There was a moving walkway in an 80 m shark tunnel under the 2500000 l oceanariumwhich took visitors past several viewing windows, with fish swimming all around the walkway. This is now a carpeted walkway without the travelator. The exhibit includes three separate habitats: coral reef, cave and open ocean. Its residents include grey nurse sharks, tawny nurse sharks, grey reef sharks, whitetip reef sharks, blacktip reef sharks, leopard sharks, ornate wobbegongs, rays, giant groupers, potato cods, snappers and trevallies.
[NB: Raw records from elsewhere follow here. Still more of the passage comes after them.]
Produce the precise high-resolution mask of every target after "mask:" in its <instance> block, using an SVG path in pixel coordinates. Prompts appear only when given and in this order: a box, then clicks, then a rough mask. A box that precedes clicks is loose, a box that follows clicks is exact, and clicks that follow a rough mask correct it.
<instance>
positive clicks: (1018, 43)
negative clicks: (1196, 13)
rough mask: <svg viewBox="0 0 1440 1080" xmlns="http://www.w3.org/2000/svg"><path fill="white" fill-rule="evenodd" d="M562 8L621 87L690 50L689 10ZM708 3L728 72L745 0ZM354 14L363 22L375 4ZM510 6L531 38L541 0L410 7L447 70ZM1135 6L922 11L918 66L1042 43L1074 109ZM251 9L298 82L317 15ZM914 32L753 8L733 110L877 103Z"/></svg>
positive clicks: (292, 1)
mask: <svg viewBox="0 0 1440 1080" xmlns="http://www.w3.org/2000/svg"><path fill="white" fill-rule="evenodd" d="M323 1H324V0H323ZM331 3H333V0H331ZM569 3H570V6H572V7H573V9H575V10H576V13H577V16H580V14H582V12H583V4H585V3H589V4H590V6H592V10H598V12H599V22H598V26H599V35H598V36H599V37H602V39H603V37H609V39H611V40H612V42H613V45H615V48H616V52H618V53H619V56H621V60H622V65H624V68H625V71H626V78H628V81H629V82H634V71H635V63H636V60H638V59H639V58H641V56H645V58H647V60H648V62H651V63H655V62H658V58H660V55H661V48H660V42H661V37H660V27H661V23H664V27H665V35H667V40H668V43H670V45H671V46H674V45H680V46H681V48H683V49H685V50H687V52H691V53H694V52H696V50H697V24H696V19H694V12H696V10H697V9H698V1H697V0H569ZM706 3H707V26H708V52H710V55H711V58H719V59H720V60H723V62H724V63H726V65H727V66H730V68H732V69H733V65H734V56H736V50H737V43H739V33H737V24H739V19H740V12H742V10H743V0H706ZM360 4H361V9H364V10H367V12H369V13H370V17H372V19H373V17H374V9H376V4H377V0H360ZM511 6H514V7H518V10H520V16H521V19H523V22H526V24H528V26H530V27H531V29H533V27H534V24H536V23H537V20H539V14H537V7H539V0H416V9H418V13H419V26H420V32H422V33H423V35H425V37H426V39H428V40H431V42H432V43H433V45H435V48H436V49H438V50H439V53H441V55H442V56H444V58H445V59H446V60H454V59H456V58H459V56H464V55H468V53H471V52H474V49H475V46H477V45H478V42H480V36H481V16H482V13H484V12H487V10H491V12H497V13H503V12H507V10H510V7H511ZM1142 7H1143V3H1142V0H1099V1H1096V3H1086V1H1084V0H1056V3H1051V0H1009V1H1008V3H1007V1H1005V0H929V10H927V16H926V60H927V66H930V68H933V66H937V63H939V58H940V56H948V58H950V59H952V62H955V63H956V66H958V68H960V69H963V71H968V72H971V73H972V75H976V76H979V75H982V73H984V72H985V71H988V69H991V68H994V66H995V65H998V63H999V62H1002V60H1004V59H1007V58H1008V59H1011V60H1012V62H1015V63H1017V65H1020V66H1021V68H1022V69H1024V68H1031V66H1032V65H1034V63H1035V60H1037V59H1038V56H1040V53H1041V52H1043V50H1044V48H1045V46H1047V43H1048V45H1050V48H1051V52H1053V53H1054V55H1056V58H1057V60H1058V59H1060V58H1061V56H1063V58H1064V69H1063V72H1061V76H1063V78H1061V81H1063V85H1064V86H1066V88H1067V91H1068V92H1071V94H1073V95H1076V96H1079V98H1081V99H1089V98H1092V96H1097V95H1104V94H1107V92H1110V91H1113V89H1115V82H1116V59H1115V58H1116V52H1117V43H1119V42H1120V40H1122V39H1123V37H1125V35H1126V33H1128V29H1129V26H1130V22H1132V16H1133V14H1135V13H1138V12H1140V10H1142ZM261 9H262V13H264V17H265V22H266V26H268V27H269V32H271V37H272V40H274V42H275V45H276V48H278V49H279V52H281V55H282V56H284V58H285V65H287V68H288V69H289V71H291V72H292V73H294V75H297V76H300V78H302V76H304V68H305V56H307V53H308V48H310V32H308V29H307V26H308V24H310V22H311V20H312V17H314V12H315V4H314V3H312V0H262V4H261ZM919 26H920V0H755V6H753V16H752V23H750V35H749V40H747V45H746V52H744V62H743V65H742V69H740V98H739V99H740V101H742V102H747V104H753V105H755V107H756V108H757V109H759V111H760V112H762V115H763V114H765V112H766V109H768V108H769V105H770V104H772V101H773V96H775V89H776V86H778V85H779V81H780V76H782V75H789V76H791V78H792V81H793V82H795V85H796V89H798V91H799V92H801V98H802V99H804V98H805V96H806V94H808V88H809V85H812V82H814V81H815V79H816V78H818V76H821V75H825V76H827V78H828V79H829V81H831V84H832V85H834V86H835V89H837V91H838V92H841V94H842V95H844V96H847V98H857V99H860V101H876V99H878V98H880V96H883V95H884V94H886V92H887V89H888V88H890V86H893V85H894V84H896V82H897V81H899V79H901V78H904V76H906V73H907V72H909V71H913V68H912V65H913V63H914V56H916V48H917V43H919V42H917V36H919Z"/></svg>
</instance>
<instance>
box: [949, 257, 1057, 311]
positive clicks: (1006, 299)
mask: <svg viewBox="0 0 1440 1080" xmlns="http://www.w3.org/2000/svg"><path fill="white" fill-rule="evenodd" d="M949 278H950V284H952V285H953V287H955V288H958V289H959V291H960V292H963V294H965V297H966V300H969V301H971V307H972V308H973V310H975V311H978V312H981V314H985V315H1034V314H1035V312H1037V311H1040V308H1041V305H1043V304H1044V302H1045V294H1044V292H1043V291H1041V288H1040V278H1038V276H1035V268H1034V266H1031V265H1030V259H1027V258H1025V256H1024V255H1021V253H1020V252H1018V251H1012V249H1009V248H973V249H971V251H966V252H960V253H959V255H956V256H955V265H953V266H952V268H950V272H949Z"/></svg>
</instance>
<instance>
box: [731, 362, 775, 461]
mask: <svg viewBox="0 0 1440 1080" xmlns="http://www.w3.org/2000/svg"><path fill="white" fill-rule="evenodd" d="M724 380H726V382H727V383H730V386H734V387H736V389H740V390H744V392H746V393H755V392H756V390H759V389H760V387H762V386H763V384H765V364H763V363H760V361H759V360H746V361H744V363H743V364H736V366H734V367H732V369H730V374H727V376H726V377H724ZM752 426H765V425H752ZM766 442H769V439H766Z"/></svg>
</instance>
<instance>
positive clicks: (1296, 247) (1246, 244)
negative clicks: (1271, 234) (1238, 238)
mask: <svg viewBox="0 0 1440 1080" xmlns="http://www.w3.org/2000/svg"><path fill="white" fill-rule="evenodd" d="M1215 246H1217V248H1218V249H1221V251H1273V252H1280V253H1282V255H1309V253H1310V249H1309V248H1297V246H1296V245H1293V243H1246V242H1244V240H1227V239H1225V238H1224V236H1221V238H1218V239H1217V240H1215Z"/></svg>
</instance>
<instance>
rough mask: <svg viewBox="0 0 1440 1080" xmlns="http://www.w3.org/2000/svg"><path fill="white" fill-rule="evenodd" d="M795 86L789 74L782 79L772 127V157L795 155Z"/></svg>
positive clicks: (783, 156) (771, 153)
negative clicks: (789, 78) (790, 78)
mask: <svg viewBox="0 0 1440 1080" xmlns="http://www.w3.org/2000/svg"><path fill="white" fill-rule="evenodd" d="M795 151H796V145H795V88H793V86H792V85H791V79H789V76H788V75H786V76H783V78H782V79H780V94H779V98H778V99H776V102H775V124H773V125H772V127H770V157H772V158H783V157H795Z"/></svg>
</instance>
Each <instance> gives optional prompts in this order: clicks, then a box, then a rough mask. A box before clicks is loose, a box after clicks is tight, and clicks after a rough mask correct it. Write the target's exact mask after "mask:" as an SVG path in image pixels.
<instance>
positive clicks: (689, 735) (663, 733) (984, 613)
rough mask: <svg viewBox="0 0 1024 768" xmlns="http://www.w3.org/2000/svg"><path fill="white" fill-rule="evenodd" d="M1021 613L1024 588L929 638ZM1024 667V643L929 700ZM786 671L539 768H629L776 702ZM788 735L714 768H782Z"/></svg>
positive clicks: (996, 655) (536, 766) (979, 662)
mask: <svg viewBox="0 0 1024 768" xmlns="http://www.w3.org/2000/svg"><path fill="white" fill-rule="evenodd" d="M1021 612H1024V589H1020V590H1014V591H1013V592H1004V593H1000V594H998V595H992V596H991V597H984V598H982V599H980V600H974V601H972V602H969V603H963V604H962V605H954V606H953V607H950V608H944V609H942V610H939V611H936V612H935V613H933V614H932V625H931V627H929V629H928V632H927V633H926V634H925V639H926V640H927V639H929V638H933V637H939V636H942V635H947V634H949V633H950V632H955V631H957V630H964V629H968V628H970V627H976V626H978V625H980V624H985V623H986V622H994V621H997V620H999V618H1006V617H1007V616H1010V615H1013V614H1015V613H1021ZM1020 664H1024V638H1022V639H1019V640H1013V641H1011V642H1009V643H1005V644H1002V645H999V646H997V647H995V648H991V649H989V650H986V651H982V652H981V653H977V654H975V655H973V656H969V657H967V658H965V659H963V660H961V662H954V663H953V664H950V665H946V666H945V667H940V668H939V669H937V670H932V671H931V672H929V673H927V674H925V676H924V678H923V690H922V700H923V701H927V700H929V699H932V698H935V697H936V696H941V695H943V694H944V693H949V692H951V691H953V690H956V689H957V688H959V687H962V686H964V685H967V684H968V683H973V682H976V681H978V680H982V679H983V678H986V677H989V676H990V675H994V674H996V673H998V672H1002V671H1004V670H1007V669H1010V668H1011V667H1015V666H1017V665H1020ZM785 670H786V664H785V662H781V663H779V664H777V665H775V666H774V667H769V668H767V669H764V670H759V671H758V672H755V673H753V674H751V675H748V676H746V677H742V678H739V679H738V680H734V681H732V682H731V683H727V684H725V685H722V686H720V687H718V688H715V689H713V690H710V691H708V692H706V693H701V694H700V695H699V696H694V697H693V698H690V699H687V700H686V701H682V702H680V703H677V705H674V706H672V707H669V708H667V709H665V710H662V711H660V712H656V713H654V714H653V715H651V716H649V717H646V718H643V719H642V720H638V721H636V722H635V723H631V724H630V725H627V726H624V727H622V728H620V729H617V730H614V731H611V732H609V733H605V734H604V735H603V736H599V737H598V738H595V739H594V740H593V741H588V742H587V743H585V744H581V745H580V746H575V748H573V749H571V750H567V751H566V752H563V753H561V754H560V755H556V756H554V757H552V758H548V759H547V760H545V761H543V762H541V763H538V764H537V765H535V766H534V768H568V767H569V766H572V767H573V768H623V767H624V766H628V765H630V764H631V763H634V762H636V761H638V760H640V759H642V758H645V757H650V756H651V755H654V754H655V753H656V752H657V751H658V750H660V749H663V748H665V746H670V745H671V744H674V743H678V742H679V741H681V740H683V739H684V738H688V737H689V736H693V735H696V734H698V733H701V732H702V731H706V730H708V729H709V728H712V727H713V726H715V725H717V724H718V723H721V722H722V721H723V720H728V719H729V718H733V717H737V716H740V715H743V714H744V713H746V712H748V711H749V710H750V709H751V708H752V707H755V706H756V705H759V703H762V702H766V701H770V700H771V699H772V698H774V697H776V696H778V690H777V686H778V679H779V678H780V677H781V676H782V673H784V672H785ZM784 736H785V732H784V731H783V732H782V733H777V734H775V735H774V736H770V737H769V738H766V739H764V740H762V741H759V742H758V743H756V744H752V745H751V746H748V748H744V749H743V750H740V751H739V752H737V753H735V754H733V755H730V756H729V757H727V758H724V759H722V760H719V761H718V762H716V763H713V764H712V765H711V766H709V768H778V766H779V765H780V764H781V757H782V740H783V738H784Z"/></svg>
One resident, a brown whipray has lived at the aquarium since 1989.

In November 2011, the shark tank and moving walkway were closed for an upgrade.

- Seal Island

There are six seals at Sea Life Sunshine Coast: Long-nosed fur seals Birubi, Moana, Saturday and Sly; Subantarctic fur seal Nelson and Australian sea lion Teiko, who are the residents of the main Seal Island exhibit.

==Shows and talks==

Sea Life Sunshine Coast presents seal shows and wildlife information talks, and has hands-on marine displays. Shows at the park include:

- Seal Shows in the Seal Stadium
- Stingray Reef talks
- Ocean Tunnel Tours
- Touch Pool
- Jellyfish Tours
- Behind the Scenes Tours

==Conservation==

Sea Life Sunshine Coast is a rehabilitation centre for turtles, seals, and other marine animals.